En un primer momento el objetivo de la prueba era practicar la frenada de emergencia ejerciendo toda la presión sobre el freno posible y sin aplicar corrección alguna. Frenando desde unos 60 km/h (no más) nuestro coche se giraba por completo y era prácticamente ingobernable. Si la frenada se hubiera producido en la vida real y delante hubiéramos tenido un obstáculo (el coche que sale sin mirar de un aparcamiento, el niño que se cruza sin mirar) el accidente no hubiera sido evitable.

Un instructor nos explicó como actuar en esa situación para corregir la trayectoria antes de que perdamos el control (un pequeño contravolante) y evitar el bloqueo de las ruedas (soltando freno suavemente), esto último es precisamente lo que hace el ABS. Os puedo decir que incluso con las indicaciones del instructor y teniendo ocasión de practicar varios intentos, de los 16 excepto el propio instructor y una o dos honrosas excepciones (yo no fui una de ellas) ninguno más fuimos capaces de salvar la situación.

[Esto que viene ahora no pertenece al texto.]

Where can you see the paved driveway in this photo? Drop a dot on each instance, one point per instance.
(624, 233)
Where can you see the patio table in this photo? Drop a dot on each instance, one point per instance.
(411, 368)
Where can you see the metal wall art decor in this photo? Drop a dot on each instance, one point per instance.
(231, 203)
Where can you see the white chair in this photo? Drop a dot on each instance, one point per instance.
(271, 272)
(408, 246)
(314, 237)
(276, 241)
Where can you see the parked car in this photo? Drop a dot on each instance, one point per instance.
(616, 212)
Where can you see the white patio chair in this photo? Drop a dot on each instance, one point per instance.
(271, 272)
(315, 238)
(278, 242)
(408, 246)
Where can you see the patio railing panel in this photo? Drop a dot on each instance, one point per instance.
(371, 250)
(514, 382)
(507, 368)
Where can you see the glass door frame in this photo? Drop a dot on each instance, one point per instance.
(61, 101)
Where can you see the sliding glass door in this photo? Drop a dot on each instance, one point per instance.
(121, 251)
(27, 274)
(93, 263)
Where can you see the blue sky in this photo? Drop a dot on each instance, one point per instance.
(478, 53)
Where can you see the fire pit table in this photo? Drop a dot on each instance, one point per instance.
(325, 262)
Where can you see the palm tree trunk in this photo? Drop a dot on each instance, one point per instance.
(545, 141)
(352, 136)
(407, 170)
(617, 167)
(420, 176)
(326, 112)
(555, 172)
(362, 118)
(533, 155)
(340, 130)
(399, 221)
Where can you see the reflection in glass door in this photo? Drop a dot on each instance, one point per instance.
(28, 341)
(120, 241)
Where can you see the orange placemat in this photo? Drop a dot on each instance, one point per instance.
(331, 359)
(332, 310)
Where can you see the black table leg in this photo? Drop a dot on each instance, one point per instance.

Los organizadores muy inteligentemente dejaron para el final la prueba del vehículo con ABS. La sorpresa fue mayúscula cuando pudimos comprobar que incluso maltratando el volante en plena frenada, la prueba de la frenada asimétrica con un sistema de ABS es prácticamente coser y cantar: el coche mantiene en todo momento la trayectoria y se detiene sin recorrer más metros de los necesarios.

Lo sorprendente es que aún habrá quien siga aferrándose a falsos mitos de antaño para despotricar contra el ABS y otros sistemas, asegurando por ejemplo que la frenada se alarga. Una afirmación para nada cierta, dado que si no existe ninguna avería, el ABS únicamente actúa cuando una falta de adherencia de los neumáticos en el asfalto podrían provocar un bloqueo de las ruedas y por lo tanto producir la pérdida total del control y no resolver el conflicto que pretendíamos solucionar frenando (evitar un obstáculo).

Nota: las fotografías son de archivo y no tienen por qué ser necesariamente del curso de conducción que comentaba al principio.